In a recent survey, 90 percent of parents said their children under age 2 watch some form of electronic media. On average, children this age watch televised programs one to two hours per day.
I can agree that my little Chloé probably watches that much. Definitely not two hours, but at least one hour total.
I’m not super comfortable with the idea of having a television entertain her, but there are times when I need to use it as a babysitter, as bad as it sounds.
For instance, when I’m making dinner and I can’t have her running around the kitchen. I’ll put her in the exersaucer and let her watch a quick pre-taped PBS show. She enjoys it, and I get to finish dinner quicker.
Another instance, when she wakes up, she likes to eat her Cheerios and watch Sesame Street or Curious George. It’s kind of become a routine.
Thankfully nothing holds her attention too long at this age, so I don’t have to worry just yet about her loving TV. But, the thought of it being bad for her does always stick in the back of my mind.
Does that make me a bad mom for still doing it? So, what’s a working mama to do?

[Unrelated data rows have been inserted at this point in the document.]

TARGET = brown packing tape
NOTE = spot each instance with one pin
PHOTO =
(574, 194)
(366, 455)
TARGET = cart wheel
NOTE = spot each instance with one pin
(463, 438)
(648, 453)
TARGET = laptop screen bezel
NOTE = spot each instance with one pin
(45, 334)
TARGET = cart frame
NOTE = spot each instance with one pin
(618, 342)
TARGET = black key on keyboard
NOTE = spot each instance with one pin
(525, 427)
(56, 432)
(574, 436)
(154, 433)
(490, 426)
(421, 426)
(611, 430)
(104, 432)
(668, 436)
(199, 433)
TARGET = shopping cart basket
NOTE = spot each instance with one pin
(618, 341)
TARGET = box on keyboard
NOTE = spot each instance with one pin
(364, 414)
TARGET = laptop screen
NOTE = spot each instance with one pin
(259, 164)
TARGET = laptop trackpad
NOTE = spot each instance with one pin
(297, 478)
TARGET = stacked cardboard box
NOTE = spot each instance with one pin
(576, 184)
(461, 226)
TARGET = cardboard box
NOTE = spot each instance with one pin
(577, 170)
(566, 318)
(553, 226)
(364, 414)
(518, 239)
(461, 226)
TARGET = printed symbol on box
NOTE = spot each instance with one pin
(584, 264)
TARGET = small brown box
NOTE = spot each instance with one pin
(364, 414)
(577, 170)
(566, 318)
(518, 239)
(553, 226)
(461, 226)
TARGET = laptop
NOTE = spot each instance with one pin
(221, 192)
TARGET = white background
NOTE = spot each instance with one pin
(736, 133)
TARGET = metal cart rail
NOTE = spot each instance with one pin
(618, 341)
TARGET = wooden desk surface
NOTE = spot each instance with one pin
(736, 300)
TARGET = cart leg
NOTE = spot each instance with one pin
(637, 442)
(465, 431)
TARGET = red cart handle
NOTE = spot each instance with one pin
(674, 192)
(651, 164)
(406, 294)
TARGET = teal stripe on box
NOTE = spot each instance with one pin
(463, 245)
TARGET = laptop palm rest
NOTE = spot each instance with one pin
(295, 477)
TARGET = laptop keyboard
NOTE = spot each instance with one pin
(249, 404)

The report recommends that parents and caregivers:
– Set media limits for their children before age 2, bearing in mind that the AAP discourages media use for this age group. Have a strategy for managing electronic media if they choose to engage their children with it.
– Instead of screens, opt for supervised independent play for infants and young children during times that a parent cannot sit down and actively engage in play with the child. For example, have the child play with nesting cups on the floor nearby while a parent prepares dinner.
– Avoid placing a television set in the child’s bedroom.
– Recognize that their own media use can have a negative effect on children.
According Dr. Brown, a member of the AAP Council on Communications and Media, “In today’s ‘achievement culture,’ the best thing you can do for your young child is to give her a chance to have unstructured play—both with you and independently. Children need this in order to figure out how the world works.”
The question now is, how realistic is this for parents?